LE CINEMA COMME « PERFORMANCE POETIQUE »

« Si le son accompagne l’image depuis que le cinéma a quitté son apparent mutisme, il s’en est fait le plus souvent l’humble serviteur », écrit Laurent Ghnassia pour introduire sa programmation « Du son à l’image », un des cinq « Ecrans parallèles » proposés par le 14e Festival international du documentaire de Marseille. A l’heure où l’essentiel de la production documentaire se divise en France entre films informatifs visant à remplir le cahier des charges pédagogique des chaînes de service public, et tentatives psychothérapeutiques où l’auteur soigne un traumatisme personnel par un film sans grand moyen ou talent, il nous a semblé opportun de nous souvenir que le documentaire est historiquement une tentative de parler du monde avec des images et du son. Nous avons donc pris le parti de naviguer avec Laurent Ghnassia sur les mers incertaines où ces deux médias se brouillent, pariant que ces expériences audiovisuelles originales pourraient renouveler notre disposition à écouter et à voir. Sur ces mers, nous avons abordé onze îlots, courts ou longs métrages constituant « autant d’approches pour que, le temps d’une séance, vos oreilles conduisent vos yeux ». Puis nous en avons parlé avec Laurent Ghnassia, pour tenter de comprendre comment ce voyage nous avait transformé.



  Bartok (c) D.R.

Objectif Cinéma : Pour aborder cette exploration, on pourrait partir du film Image cinématographique de Bartok (1989), de Peter Sulyi, où des pianistes professionnels essaient de reconstituer la musique du compositeur à partir d’un film muet le montrant à l’œuvre derrière l’instrument. Ce film est peut-être l’œuvre matrice de ta programmation, parce que les questions que s’y posent les interprètes portent non seulement sur leur propre rapport à l’image, mais recoupent aussi celles que tu poses dans ton texte introductif. Par exemple, à un moment, la pianiste s’arrête de jouer. « Mais si vous faites un film, dit-elle, il faut bien qu’il y ait de la musique, et tout s’explique par cela : qu’il y ait de la musique sans son ». Dans une autre scène, on ne voit plus les mains de Bartok sur le clavier. A nouveau, la pianiste réagit : « il serait honnête de ne rien jouer ici, car nous ne savons pas ce que c’est ». Outre le fait qu’une telle remarque dénote une absence de recul par rapport à ce qu’elle fait – même si elle arrive à reproduire fidèlement les notes que joue Bartok, l’honnêteté ne sera jamais complète parce que c’est elle qui joue aujourd’hui et non Bartok il y a cinquante ans -, elle induit aussi un rapport de fidélité, de subordination, que le son devrait à l’image dans un film. Est-ce pour remettre en cause ce rapport usuel de hiérarchie du son à l’image que tu as fait cette programmation ?

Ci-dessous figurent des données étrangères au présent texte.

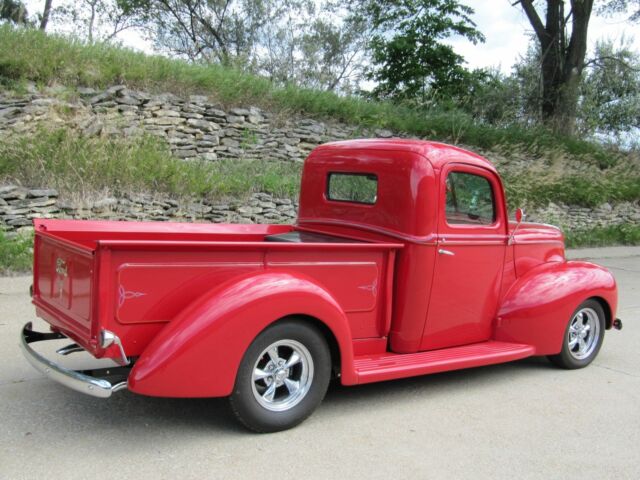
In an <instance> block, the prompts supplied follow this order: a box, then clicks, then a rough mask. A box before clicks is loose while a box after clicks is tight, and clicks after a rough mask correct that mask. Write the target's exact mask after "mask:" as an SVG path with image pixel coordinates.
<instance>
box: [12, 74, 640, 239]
mask: <svg viewBox="0 0 640 480" xmlns="http://www.w3.org/2000/svg"><path fill="white" fill-rule="evenodd" d="M30 90H31V91H30V93H28V94H25V95H22V96H17V97H16V96H12V97H9V96H7V95H5V94H3V93H2V92H0V141H2V138H3V137H6V136H9V135H12V134H25V133H26V134H28V133H29V132H35V129H36V128H38V127H39V126H41V125H47V126H56V125H59V126H65V127H71V128H74V129H76V130H78V131H79V132H81V133H82V134H83V135H85V136H96V135H102V136H113V137H123V136H124V137H131V136H136V135H141V134H143V133H146V134H152V135H157V136H159V137H162V138H164V139H165V140H166V141H167V143H168V144H169V146H170V148H171V151H172V153H173V155H174V156H176V157H177V158H181V159H185V160H194V159H201V160H205V161H216V160H217V159H221V158H230V159H244V158H262V159H267V160H269V159H273V160H285V161H294V162H298V161H302V160H303V159H304V158H305V157H306V156H307V155H308V153H309V152H310V151H311V150H312V149H313V148H314V147H316V146H317V145H318V144H320V143H324V142H328V141H333V140H338V139H345V138H355V137H382V138H388V137H392V136H403V134H401V133H400V134H398V133H397V132H396V133H394V132H391V131H388V130H382V129H362V128H358V127H354V126H350V125H345V124H341V123H336V122H321V121H317V120H314V119H310V118H300V117H296V116H292V115H289V116H287V117H286V118H282V117H278V116H277V115H274V114H273V113H270V112H265V111H263V110H261V109H259V108H256V107H247V108H231V109H228V110H225V109H223V108H222V107H221V106H220V105H218V104H216V103H214V102H212V101H211V100H210V99H209V98H207V97H205V96H199V95H191V96H189V97H188V98H179V97H177V96H175V95H172V94H160V95H150V94H148V93H145V92H141V91H135V90H130V89H128V88H127V87H125V86H123V85H118V86H114V87H111V88H108V89H106V90H104V91H96V90H94V89H90V88H79V89H78V90H77V93H76V94H75V97H74V98H72V99H71V100H62V99H61V97H63V96H64V95H63V92H62V91H57V92H56V91H55V88H54V89H53V91H51V90H50V91H49V92H45V93H42V92H40V91H38V90H36V89H35V87H33V86H32V87H30ZM67 97H68V95H67ZM479 153H481V154H483V155H485V156H486V157H487V158H489V159H490V160H492V161H493V162H494V164H495V165H496V166H497V168H498V170H500V171H501V172H503V173H504V172H511V173H513V172H518V171H523V169H526V168H532V167H533V165H532V163H531V159H527V158H525V157H523V156H522V155H517V154H510V155H509V156H501V155H499V154H496V153H495V152H479ZM574 163H575V162H574ZM578 163H579V162H578ZM539 167H540V165H538V166H537V167H536V168H539ZM571 168H584V165H580V164H576V165H572V166H571ZM43 185H44V186H45V187H44V188H31V189H29V188H22V187H18V186H15V185H5V186H0V228H1V229H3V230H7V231H9V232H14V231H17V230H21V229H22V230H25V229H26V230H28V229H29V228H30V225H31V219H32V218H35V217H44V218H53V217H55V218H80V219H87V218H95V219H98V218H99V219H117V220H157V221H162V220H174V221H205V222H230V223H235V222H245V223H246V222H260V223H287V222H291V221H293V219H294V218H295V216H296V208H297V206H296V205H295V204H294V202H292V201H291V200H288V199H274V198H272V197H271V196H270V195H268V194H265V193H257V194H254V195H253V196H251V198H250V199H249V200H248V201H244V202H243V201H232V202H229V203H226V204H216V203H208V202H206V201H201V202H199V201H192V202H178V201H176V200H175V199H171V198H168V197H166V196H157V195H156V196H149V195H146V196H145V195H136V196H127V197H124V198H102V199H99V200H97V201H95V202H92V203H91V202H90V203H87V202H86V201H85V202H84V203H83V204H77V205H76V204H71V203H69V202H67V201H64V200H63V199H59V198H58V194H57V192H55V191H54V190H51V189H48V188H46V182H43ZM528 219H529V220H532V221H541V222H545V223H552V224H557V225H561V226H562V227H564V228H567V229H572V230H576V229H587V228H591V227H594V226H603V225H617V224H622V223H633V224H635V225H637V224H638V223H640V203H639V202H635V203H630V202H625V203H620V204H616V205H610V204H604V205H601V206H599V207H597V208H594V209H590V208H583V207H575V206H568V205H556V204H549V205H548V206H547V207H544V208H542V209H538V210H537V211H529V212H528Z"/></svg>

Laurent Ghnassia : Oui, dans une certaine mesure. Toutefois, j’ai également écrit que l’objet n’est pas forcément de « restituer ses lettres de noblesse » au son, « mais d’explorer plutôt le formidable champ qu’il occupe lorsque l’image se propose de mettre en scène sa puissance évocatoire ». Dans le film sur Bartok, ce qui m’a fondamentalement ému, c’est la puissance sonore contenue dans une image muette enregistrée dans les années 1940 et que des musiciens, quarante ans après, essaient de matérialiser. Se posent alors des problèmes de vitesse, puisque la pianiste s’aperçoit qu’il est impossible de jouer le morceau aussi vite qu’elle l’entend à l’image, même si celle-ci est muette. Un autre moment fort, c’est quand les mains de Bartok n’apparaissent plus à l’écran, et c’est alors la position du corps qui dicte le son. Au-delà des seules mains sur le clavier, aisément retranscriptibles pour les pianistes, il leur faut à un moment retrouver la partition à partir d’un seul mouvement d’épaules, d’un regard, d’une position du cou ou des yeux. Et je trouve qu’il y a une très forte poésie dans ce film à cause de ça.

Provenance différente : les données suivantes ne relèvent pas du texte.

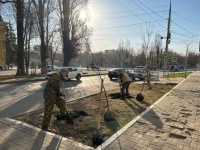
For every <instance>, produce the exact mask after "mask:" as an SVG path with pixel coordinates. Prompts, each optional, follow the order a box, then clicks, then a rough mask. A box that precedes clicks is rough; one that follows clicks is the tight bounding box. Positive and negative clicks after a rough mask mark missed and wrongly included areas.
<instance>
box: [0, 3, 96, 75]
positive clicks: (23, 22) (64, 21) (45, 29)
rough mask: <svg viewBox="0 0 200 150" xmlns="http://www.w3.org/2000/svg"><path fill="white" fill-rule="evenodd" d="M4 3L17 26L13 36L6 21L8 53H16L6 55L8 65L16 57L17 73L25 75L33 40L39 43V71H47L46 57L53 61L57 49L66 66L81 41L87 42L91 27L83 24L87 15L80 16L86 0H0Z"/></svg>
mask: <svg viewBox="0 0 200 150" xmlns="http://www.w3.org/2000/svg"><path fill="white" fill-rule="evenodd" d="M6 5H11V6H12V7H11V8H12V10H7V11H9V12H13V16H14V17H15V20H16V26H17V38H16V37H15V36H14V35H13V33H14V32H12V29H11V28H12V26H11V25H10V23H7V24H6V28H7V30H6V31H7V32H6V37H7V38H6V40H7V44H6V45H8V47H7V52H8V53H7V54H8V55H7V56H9V57H10V55H9V53H10V52H11V53H12V51H14V50H15V52H16V55H15V56H16V58H8V59H7V64H10V63H11V62H13V61H15V60H16V62H17V73H16V75H17V76H22V75H25V74H28V66H29V60H30V55H31V54H32V53H34V51H33V50H31V45H33V44H34V43H36V42H38V44H37V45H39V46H40V59H41V72H42V74H44V73H46V65H47V64H46V63H47V62H46V59H47V58H49V57H52V59H51V60H52V62H51V63H52V64H53V60H54V59H53V57H54V56H55V53H56V52H57V51H59V50H60V49H61V50H62V53H63V57H64V58H63V60H64V61H63V66H68V65H69V63H70V60H71V59H73V58H74V57H76V56H77V54H78V53H79V52H80V51H81V50H82V49H83V48H84V46H85V45H84V43H86V42H87V43H89V42H88V41H89V39H90V35H91V33H92V29H91V28H89V27H88V26H87V25H86V21H87V19H88V18H85V19H81V18H80V13H81V10H85V11H87V5H88V0H0V7H1V8H4V7H6ZM5 13H7V12H5ZM1 19H2V17H1ZM2 21H3V20H2ZM8 28H10V29H8ZM11 36H12V38H11ZM16 39H17V42H15V41H16ZM9 40H10V41H9ZM11 40H12V42H11ZM9 43H12V44H14V45H15V46H11V45H12V44H9ZM12 54H15V53H12ZM24 66H26V67H24ZM25 68H26V70H25Z"/></svg>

Cette force-là du son contenue dans l’image muette, on la retrouve également dans The Garden path, le film que Mary Beth Reed a consacré à Stan Brakhage en 2001. Les films sur Bartok et sur Brakhage sont des films dont le son est contenu dans l’image et qui n’ont pas besoin de matérialisation sonore immédiate : l’imaginaire peut le faire et, dans le cas de Bartok, deux musiciens se chargent de le faire pour nous.